TAMPERE - Zur Einstimmung auf das EM-Auftaktmatch schoben die deutschen Fußballerinnen noch eine ruhige Kugel, im Klassiker gegen Norwegen aber wollen sie Gas geben und Ball und Gegner laufen lassen. Wir wollen das erste Spiel mit drei Punkten beenden, ganz klar. Und ich bin zuversichtlich, dass wir das schaffen, sagte die entspannt und locker wirkende Cheftrainerin Silvia Neid, die ihre Elf bei einem geselligen Bowling-Abend auf die schwere Partie gegen den Rivalen an diesem Montag (16 Uhr, ARD und Eurosport) einschwor.
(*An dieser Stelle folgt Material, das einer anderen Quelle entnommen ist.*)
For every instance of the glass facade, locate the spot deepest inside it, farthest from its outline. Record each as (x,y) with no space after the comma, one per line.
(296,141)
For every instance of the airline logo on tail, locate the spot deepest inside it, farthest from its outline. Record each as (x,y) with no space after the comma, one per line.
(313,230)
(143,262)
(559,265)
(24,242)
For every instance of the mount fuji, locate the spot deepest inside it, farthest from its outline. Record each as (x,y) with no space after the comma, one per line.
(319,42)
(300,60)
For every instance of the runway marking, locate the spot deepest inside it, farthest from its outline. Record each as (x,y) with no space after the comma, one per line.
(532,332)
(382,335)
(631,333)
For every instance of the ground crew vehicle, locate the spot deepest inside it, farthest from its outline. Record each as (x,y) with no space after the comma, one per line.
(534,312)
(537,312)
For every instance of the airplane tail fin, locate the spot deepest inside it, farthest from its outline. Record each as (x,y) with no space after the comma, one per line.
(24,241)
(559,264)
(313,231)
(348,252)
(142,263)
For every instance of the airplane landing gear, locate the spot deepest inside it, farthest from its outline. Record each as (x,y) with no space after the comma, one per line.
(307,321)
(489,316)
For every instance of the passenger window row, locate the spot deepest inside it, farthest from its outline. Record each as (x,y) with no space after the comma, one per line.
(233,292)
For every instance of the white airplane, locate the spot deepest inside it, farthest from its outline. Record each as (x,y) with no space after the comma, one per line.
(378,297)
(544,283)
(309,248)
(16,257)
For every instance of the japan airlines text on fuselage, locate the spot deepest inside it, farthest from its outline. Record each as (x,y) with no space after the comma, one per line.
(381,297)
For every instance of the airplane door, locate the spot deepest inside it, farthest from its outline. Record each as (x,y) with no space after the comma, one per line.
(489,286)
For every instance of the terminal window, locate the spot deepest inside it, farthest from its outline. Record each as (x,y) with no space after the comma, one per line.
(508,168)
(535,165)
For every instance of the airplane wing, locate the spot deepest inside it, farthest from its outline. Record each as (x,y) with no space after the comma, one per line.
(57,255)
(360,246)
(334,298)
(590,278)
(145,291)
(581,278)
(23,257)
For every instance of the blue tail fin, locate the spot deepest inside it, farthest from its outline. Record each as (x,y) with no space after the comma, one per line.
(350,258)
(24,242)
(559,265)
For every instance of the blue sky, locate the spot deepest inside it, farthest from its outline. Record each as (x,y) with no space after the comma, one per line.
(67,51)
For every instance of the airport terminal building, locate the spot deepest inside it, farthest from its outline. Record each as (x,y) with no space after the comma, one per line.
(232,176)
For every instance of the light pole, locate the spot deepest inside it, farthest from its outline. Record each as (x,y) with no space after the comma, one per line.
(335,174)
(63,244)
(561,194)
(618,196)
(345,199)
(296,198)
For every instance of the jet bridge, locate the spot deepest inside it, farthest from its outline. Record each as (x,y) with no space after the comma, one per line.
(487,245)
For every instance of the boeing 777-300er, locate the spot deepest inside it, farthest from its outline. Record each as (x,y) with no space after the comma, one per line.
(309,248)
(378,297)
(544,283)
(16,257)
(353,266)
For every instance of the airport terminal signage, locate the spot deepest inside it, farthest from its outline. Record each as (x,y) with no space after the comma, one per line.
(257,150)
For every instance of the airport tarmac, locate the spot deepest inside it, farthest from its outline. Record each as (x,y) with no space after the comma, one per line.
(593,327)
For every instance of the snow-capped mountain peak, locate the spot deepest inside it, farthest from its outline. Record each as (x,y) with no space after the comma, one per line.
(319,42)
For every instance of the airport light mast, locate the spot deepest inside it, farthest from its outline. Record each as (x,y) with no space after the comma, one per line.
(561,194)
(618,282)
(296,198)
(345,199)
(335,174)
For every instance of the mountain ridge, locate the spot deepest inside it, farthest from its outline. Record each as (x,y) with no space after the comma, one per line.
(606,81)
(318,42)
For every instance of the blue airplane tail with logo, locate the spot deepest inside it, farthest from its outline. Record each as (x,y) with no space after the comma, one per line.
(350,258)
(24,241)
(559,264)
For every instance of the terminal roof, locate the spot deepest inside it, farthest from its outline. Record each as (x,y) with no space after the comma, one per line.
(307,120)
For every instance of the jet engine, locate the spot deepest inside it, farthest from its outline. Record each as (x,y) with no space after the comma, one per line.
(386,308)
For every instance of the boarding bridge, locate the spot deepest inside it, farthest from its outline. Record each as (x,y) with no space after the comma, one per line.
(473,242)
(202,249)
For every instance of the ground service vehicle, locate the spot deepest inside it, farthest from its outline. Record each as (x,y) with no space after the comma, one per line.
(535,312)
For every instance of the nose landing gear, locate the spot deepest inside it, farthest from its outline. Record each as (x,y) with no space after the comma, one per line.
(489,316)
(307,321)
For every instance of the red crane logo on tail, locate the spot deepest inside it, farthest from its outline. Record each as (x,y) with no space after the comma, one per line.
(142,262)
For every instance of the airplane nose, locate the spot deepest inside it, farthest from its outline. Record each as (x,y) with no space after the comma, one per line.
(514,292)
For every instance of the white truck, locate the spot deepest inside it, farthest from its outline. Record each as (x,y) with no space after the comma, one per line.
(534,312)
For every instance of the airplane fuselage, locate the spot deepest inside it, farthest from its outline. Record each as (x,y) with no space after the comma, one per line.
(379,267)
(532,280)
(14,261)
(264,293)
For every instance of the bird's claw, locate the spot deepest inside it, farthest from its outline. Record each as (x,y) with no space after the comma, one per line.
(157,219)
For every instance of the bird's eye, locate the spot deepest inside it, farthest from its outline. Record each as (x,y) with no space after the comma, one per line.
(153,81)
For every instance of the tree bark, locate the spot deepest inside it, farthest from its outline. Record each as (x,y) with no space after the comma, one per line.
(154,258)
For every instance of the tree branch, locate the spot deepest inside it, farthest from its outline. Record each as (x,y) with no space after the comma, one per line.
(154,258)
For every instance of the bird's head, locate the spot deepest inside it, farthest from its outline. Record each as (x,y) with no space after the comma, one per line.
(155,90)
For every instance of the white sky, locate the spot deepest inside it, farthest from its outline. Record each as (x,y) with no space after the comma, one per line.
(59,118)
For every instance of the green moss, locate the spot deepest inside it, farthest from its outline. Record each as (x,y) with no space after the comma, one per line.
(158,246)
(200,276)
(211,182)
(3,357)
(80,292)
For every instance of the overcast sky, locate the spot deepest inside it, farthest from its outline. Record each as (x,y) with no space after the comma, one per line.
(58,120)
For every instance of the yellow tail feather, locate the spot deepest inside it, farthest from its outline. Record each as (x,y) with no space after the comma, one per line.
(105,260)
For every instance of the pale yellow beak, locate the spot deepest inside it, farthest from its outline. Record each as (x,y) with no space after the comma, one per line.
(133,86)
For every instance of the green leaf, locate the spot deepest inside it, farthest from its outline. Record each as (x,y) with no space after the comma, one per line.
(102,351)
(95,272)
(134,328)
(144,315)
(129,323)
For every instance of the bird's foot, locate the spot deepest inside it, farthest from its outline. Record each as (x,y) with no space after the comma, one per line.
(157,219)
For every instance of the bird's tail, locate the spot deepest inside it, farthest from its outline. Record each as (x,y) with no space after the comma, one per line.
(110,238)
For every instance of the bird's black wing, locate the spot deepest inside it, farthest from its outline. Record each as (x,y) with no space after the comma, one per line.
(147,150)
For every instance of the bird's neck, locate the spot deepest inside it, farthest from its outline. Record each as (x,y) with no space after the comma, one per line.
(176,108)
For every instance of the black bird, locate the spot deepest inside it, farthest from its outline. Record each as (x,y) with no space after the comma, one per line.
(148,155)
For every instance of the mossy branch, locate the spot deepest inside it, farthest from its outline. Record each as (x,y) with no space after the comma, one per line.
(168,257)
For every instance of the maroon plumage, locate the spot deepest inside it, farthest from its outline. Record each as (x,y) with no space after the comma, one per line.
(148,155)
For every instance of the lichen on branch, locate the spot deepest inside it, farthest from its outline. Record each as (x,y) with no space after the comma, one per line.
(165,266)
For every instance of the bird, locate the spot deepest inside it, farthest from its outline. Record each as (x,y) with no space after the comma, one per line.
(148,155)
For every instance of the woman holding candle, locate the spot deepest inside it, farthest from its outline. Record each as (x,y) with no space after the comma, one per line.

Man sei natürlich schon ein wenig aufgeregt, gerade als junge Spielerin, gab die 19-jährige Kim Kulig zu. Die Mittelfeldspielerin des Hamburger SV, im Vorjahr mit der U-20-Auswahl des Deutschen Fußball-Bundes (DFB) WM-Dritte, hat gute Chancen, gleich im ersten Vorrundenspiel der Gruppe B ihr EM-Debüt zu feiern. Weil Simone Laudehr vom Uefa-Cup-Sieger FCR Duisburg nach ihrer Bänderzerrung im Knie noch Trainingsrückstand hat, winkt Kulig ein Platz in der Startelf neben Linda Bresonik im defensiven Mittelfeld.
Besondere Verantwortung beim sechsmaligen Europameister und Titelverteidiger hat die Cheftrainerin inzwischen Linda Bresonik übertragen, die in der Mittelfeldzentrale als Nachfolgerin der nach Olympia 2008 zurückgetretenen Renate Lingor kreativer Dreh- und Angelpunkt sein soll. Ich freue mich, dass die Trainerin mir soviel Vertrauen entgegenbringt. Das möchte ich bestätigen, erklärte die flexibel einsetzbare 25-Jährige.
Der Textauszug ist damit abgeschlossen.